《信玄流人間洞察》

 武田信玄の“人間の性格を知る方法”として、こんなエピソードがあります。

 信玄は、よく子供や若者を集めて合戦の話をするのが好きだった。それが耳学問として、やがて実際に合戦場に出たとき役立つと思うからである。いってみれば、実戦の前の理論講義のようなものだ。

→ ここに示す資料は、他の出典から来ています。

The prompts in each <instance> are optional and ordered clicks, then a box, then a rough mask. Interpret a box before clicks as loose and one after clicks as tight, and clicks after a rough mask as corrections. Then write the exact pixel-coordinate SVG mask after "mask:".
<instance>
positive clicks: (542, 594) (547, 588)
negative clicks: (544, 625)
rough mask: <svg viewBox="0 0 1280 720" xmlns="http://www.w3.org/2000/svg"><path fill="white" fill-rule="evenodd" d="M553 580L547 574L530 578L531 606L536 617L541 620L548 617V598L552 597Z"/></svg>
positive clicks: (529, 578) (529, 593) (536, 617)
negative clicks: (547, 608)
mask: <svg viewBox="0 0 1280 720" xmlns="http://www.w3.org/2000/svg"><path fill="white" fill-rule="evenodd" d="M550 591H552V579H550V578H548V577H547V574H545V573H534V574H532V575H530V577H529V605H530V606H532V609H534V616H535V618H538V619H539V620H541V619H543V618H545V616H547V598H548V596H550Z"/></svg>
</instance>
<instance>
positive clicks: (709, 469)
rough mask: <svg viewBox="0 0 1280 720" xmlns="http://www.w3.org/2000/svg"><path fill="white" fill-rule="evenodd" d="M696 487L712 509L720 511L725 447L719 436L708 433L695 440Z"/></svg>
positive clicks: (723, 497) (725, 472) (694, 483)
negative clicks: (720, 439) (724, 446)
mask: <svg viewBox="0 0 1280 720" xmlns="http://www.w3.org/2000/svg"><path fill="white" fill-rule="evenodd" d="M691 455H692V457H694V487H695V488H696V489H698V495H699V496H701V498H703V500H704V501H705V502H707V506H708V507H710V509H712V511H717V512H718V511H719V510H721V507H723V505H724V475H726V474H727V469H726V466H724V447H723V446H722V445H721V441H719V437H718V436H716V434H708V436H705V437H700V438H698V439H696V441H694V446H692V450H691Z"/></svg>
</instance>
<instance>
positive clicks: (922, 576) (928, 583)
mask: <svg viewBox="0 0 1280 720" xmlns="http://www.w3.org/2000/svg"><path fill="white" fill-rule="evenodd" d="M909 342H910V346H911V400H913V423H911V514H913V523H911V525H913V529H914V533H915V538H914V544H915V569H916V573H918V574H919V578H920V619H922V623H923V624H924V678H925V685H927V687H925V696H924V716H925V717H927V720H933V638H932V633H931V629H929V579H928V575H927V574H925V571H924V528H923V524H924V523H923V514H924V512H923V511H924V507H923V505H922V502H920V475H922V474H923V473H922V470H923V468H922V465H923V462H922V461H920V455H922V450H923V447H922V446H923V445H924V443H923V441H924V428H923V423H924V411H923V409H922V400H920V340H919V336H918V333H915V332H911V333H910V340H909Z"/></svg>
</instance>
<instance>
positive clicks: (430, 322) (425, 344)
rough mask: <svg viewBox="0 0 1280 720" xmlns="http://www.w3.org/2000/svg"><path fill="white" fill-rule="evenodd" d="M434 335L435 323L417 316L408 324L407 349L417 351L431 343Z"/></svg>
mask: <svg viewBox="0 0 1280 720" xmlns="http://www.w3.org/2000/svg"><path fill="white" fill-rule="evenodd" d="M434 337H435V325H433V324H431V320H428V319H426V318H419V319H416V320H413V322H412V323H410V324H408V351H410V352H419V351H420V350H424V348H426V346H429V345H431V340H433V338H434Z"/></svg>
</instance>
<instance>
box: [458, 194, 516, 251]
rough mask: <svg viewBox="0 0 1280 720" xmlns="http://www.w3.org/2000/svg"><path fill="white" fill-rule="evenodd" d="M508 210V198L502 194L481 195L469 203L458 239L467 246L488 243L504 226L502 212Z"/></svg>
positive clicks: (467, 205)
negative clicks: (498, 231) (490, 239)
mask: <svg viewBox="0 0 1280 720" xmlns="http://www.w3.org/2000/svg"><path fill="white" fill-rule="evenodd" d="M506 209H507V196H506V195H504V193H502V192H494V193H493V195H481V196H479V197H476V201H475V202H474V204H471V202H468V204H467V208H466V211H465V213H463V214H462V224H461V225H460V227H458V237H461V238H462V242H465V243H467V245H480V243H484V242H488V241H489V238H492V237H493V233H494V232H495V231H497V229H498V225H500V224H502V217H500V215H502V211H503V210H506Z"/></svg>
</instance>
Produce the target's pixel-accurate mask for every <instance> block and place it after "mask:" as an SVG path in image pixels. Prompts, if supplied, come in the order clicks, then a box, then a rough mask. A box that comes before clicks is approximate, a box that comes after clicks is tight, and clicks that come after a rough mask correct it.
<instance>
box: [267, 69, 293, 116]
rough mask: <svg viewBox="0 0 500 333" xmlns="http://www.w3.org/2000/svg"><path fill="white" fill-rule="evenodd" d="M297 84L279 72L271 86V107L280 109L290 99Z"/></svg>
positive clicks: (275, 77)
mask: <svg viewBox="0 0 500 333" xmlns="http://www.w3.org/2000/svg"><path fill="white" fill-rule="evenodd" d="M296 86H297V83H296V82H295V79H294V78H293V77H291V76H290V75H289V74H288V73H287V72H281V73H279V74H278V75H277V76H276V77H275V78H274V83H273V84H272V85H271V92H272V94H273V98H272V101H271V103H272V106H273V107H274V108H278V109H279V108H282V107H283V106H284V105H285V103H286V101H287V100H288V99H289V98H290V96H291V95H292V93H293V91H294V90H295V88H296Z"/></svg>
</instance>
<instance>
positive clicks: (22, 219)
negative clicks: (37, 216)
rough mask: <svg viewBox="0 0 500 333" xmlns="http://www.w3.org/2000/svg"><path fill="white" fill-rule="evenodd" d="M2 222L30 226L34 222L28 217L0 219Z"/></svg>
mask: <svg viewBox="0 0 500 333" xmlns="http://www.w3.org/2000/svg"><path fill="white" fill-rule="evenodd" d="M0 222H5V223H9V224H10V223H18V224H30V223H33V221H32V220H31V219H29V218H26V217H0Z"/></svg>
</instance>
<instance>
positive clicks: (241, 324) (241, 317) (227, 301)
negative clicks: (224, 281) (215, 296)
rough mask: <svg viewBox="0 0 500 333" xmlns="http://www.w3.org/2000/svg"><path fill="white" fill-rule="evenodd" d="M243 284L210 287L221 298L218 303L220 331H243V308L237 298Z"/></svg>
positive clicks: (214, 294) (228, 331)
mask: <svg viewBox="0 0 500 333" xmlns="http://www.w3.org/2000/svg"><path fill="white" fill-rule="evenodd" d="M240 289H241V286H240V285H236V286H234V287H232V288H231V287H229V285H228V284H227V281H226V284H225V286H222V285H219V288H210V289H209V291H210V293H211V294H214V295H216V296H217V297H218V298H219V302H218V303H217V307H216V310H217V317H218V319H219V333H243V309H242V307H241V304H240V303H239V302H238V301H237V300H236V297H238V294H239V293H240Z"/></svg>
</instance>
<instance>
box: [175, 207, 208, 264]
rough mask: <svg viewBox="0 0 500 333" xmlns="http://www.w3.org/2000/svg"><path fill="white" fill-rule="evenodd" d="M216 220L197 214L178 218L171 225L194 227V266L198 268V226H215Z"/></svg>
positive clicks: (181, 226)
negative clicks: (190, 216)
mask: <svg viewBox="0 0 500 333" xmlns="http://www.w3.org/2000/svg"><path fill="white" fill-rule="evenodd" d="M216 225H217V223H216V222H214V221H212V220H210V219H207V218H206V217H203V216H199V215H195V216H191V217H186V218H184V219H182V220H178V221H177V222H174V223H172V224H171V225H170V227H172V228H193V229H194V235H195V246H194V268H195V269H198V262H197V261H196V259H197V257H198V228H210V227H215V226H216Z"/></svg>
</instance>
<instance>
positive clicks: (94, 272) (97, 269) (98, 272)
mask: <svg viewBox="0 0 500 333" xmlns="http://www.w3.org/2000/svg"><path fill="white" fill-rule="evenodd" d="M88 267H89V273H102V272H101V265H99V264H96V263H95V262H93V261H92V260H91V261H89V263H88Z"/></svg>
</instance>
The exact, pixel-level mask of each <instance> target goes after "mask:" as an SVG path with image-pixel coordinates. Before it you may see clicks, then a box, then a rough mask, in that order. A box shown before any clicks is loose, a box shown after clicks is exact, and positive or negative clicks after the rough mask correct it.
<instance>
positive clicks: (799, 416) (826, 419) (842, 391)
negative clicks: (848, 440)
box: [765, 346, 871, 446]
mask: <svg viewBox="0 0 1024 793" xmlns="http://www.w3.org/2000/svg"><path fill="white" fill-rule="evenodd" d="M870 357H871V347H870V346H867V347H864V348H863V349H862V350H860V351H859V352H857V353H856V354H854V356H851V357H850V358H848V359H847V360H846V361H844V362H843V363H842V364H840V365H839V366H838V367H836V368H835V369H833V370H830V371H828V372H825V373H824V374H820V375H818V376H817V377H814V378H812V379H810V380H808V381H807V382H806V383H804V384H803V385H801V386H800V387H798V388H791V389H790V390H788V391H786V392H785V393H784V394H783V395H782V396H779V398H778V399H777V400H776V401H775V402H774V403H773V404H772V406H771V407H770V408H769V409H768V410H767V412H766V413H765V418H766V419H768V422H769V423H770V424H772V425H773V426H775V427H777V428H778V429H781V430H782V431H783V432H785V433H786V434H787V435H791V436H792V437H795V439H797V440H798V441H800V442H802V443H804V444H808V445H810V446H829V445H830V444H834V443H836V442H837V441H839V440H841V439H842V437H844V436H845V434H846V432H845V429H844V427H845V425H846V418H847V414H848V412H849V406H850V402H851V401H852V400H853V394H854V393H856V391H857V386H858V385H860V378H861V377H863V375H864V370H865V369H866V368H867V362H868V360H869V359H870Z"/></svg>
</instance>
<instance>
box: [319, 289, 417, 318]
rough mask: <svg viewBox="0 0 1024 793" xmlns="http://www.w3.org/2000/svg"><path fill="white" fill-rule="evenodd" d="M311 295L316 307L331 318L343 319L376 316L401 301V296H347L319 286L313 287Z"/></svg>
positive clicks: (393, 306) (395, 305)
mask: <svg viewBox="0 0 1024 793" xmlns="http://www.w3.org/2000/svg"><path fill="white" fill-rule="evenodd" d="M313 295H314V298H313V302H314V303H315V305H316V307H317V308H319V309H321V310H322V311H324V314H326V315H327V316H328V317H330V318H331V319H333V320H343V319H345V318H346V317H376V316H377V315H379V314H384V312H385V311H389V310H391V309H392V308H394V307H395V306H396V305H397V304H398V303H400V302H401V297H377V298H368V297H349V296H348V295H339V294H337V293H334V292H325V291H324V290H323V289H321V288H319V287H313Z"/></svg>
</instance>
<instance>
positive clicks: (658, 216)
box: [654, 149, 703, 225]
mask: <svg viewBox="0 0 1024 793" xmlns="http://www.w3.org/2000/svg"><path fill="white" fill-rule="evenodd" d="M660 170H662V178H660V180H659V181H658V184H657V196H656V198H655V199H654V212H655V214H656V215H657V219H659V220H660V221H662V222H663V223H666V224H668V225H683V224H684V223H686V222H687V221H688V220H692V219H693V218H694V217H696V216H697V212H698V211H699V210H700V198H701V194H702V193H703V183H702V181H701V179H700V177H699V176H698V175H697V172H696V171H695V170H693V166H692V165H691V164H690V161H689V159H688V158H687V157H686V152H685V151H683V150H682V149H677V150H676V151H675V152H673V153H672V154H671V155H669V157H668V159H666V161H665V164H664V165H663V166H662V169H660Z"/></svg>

 『合戦の話をするときに、四人の若者が聞いていたとする。聞き方がそれぞれ違う。一人は、口をあけたまま話し手である私をジッと見つめている。二番目は、私と目を合わせることなく、ややうつむいて耳だけを立てている。三番目は、話し手である私の顔を見ながら、時々うなずいたりニッコリ笑ったりする。四番目は、話の途中で席を立ちどこかに行ってしまう』

 こういうように相手の反応を見る信玄は、これらの聞き方によって次のように分析する。
※口をポカンとあけて私を見ている者
 話の内容がまったくわかっててない。注意散漫で、こういう人間は一人立ちできない。
※うつむいてジッと耳を立てている者
 視線を合わせることなく話しだけに集中しようと努力している証拠だ。今の武田家で活躍している連中のほとんどが、若い時にこのような話の聞き方をしたものだ。
※時々うなずいたりニコニコ笑ったりする者
 これは話の内容を受け止めるよりも、その社交性を誇示するほうに力が注がれている。従って、話の本質を完全にとらえる事ができない。
※話の途中で席を立ってしまう者
 臆病者か、あるいは自分に思い当たるところがあってそこをグサリと刺されたので、いたたまれなくなった証拠だ。

 武田信玄流の鋭い人間洞察力です。